RDX Biodegradation Column Study: Extent of RDX Mineralization and Influence of Temperature on Rate of RDX Biotransformation

A series of column studies, with aquifer material from the former Nebraska Ordnance Plant (NOP), were performed to evaluate the influence of temperature on the rate of RDX biodegradation, and to assess the ultimate fate of RDX in groundwater under biologically induced reductive conditions. In treatment columns, RDX-contaminated water was amended with acetate as a readily available carbon source, and in control columns no electron donor was used. The results of the temperature study demonstrated clear indications of adverse effects of lower temperature on biological activity of RDX degraders. As the temperature decreased from 15 to 10 and eventually to 5°C, the concentration of nitroso-substituted metabolites and untreated RDX increased in the effluent stream. The estimated first-order biodegradation rate coefficient (k) for RDX at 15 °C was 0.155 1/h (±0.019, n = 3). This rate coefficient decreased by about 37% to 0.098 1/h (±0.017, n = 3) at 10 °C, and by another 38% to 0.061 1/h (±0.016, n = 3) at 5°C. An activation energy of 63.54 kJ/mol RDX was estimated from these reaction rate coefficients at three different operating temperatures. Results of the radiolabel study demonstrated that the ultimate fate of RDX under in situ reductive conditions is highly dependent on redox conditions in the aquifer.

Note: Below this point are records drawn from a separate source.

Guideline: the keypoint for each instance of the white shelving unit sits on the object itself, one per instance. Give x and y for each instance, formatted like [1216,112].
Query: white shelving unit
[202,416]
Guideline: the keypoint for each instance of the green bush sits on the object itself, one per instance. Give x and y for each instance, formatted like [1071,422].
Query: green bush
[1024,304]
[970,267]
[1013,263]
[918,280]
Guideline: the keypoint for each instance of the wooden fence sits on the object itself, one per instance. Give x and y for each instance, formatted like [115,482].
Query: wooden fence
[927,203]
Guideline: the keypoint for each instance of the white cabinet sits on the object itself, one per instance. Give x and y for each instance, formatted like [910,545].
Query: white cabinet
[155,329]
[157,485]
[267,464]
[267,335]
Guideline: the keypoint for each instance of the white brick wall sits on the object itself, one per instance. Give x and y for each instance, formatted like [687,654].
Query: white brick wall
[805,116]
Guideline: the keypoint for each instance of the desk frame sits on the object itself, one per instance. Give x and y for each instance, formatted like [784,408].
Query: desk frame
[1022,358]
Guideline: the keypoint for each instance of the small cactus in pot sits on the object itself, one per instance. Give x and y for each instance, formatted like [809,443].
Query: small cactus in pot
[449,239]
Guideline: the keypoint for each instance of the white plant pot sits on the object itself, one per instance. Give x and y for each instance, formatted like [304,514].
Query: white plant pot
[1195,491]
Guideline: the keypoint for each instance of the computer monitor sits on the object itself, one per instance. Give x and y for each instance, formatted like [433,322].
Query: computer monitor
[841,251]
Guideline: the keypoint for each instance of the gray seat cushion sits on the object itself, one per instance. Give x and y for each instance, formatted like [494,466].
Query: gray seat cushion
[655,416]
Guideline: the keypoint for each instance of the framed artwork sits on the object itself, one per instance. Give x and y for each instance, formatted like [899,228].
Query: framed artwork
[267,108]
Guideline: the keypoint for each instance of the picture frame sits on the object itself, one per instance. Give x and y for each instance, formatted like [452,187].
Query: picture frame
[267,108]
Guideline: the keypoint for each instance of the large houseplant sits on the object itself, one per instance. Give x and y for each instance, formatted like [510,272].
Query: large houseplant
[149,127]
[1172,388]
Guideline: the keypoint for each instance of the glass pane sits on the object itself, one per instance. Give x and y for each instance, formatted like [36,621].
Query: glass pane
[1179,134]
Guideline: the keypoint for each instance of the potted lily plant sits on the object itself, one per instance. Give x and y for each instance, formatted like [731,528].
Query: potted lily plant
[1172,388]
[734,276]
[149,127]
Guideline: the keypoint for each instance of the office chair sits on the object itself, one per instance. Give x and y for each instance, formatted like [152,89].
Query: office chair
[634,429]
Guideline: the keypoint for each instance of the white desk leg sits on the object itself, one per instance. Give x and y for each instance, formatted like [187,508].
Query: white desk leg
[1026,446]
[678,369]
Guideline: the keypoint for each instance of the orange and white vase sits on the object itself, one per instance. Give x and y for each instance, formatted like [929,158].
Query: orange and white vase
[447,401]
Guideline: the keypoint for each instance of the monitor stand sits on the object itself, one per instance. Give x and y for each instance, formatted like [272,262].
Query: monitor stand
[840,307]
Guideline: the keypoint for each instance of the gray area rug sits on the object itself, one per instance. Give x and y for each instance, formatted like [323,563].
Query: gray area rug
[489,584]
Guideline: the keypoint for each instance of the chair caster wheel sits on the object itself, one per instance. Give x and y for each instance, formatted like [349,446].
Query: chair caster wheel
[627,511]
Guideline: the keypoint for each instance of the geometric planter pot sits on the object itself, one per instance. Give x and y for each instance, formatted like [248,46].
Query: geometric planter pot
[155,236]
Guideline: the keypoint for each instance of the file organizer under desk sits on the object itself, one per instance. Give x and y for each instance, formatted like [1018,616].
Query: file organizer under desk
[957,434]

In treatment columns (ΔE_h =–550 to –700 mV), 23–46% of initial radiocarbon was mineralized to ¹⁴CO₂ compared to <5% in control columns, where ΔE_h ranged between 50 to –50 mV. The dissolved fraction of the initial radiocarbon in treatment columns was estimated between 46 and 64%. No or very low levels of nitroso-substituted RDX transformation products were identified in dissolved fraction from the treatment columns. In control columns dissolved fraction accounted for about 86% of initial ¹⁴C and was composed of mainly untreated RDX.